尾根を下っていた。ある地点で踏み跡は南と東に分岐していた。南の道は山肌をやや強引に降りてすぐに里に降りるものだった。東の道は尾根を忠実にトレースする距離のある道だった。分岐で迷った。どちらに行くのか。何時もなら里にすぐに下りられる道を選ぶ。目標を果たした以上早く安全を確保したいからだ。しかし今日は雑木林の中、山道を長く歩きたかった。結局左手の道を選んだ。
ゆっくりとした尾根道は考え事をするのには相応しい。踏み跡はゆるい上下を繰り返しながら確実に下がっていた。枯れ葉と枯れ枝を踏む心地が良い。太陽は西に傾きつつある。右肩に射し込む雑木林の木漏れ日は暖かく今が真冬であることを瞬時忘れさせてくれた。
考えるべきことが多かった。この半年で起きたことが頭の中を行きつ戻りつしていた。どれも整理がつかなかった。淡々と歩きながら思いを馳せた。歩けど歩けど正解が見つからないのだった。それが僕を苦しめた。信仰があれば何か救いがあるのだろうか。
逃げ道は一つだけだった。それを忘れることだ。悩んでも仕方のないことは脳の扉を開けて外に放り出す。尾根道の左手に谷があった。ここに降った雨は斜面を流れ谷に落ちてそこで流れを作る。流れは川となり大いなる海へ至る。

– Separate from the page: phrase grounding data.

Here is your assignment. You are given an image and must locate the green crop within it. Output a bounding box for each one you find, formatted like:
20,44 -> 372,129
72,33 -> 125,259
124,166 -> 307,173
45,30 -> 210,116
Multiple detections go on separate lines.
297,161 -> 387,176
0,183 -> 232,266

全てはそこを転がり落ちるのが良い。
里に降りた。先程の分岐の道を降りても結局はここに落ち着くのだった。右に行こうが左に進もうが差はない。行き着くようにしかならない。
生きるとは解のない道を何かを頼りに進むことなのだろうか。暗中模索か。なにをよすがにすればよいのか。なんの答えも見つからないまま電車にのった。
山を歩いたという心地よい疲労感が、自分を充足感の中に埋没させてくれた。